In many condo buildings, delivery people aren’t allowed past the concierge desk. In those cases, I have to call the customer to come down, and am forced to wait in close proximity with other couriers, sometimes as many as five other people. The longer I have to wait, the less money I can make during my shift, and the more I risk potential Covid exposure. In the last few weeks, a lot of customers have walked right up to me to grab their food like in the old days, and I’ve had to jump back. I chalked it up to the customer’s ignorance or arrogance.
But I realized something one evening this week, when I was delivering a small order of sushi to a condo on Front Street. For the fourth time that shift, I had to wait in the lobby for the customer to come down, and I was getting annoyed. When my customer arrived, he greeted me as though we were old friends, enthusiastically and with a bright smile. That’s when it occurred to me I could very well be the first flesh-and-blood person he’d interacted with all day, or even all week. It gave me no pleasure when I had to harsh his buzz and stop him short of approaching me. He stopped in his tracks, grabbed his order, thanked me profusely and sent a generous tip. This delivery made me realize that in the era of Covid, I do more than deliver food. I’m more than a cog in the takeout machine. I’m helping strangers remember what it’s like to interact with another human being. When this is all over, maybe we can add consensual hugs as an option with your delivery.

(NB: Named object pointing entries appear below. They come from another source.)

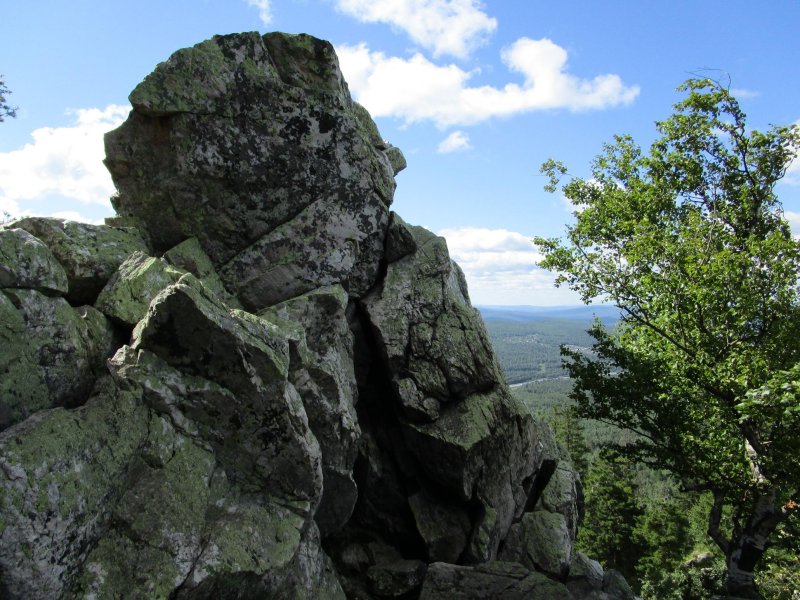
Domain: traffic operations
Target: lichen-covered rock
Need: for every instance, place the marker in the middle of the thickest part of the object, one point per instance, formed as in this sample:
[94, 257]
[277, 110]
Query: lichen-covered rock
[128, 293]
[585, 576]
[350, 429]
[321, 369]
[227, 370]
[189, 256]
[483, 449]
[395, 579]
[445, 529]
[90, 254]
[489, 581]
[50, 353]
[426, 326]
[26, 262]
[62, 472]
[253, 145]
[540, 541]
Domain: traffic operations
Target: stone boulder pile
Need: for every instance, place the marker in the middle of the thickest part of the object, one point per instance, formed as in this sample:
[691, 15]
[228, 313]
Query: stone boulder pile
[257, 381]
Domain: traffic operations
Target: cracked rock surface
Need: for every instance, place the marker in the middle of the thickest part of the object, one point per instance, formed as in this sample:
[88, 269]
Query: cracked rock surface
[256, 381]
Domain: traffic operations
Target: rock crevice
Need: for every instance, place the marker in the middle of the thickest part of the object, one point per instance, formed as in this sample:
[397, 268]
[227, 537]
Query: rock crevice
[257, 381]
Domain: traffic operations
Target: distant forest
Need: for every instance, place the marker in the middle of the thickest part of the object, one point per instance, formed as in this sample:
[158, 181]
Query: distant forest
[637, 520]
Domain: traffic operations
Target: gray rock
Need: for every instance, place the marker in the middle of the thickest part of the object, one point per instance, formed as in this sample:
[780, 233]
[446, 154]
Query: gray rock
[233, 382]
[426, 326]
[564, 494]
[321, 369]
[481, 449]
[26, 262]
[540, 541]
[585, 575]
[395, 579]
[50, 353]
[63, 471]
[189, 256]
[489, 581]
[445, 529]
[90, 254]
[291, 194]
[128, 293]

Judging by the number of single-serving meals I deliver, I’d guess that around half of my customers live alone. Many online delivery services now offer contactless delivery, where you drop the food on the porch, ring the doorbell and leave. That’s an excellent way to keep me and my customers safe, but it also means that a customer doesn’t see anyone at all. It is a necessary but unfortunate consequence of the times.
As orders slow down at the end of my shift, I make my way home to my condo in Fort York and call it a night. My wife, Alex, has me strip down at the front door, and my clothes go straight into the wash. I hop in the shower right after, and sometimes, Alex brings me a shower beer. I wash off, do some stretching and listen to some tunes. When I signed up to be a food courier, I was excited to make some money and bike around an empty city. I never expected I would be making people’s days a little bit better. In her address on the Covid crisis, the Queen made a promise: “Better days will return. We will be with our friends again. We will be with our families again. We will meet again.” Until that happens, I will drop your food off on your doorstep and smile while you retrieve it, standing at least two metres away.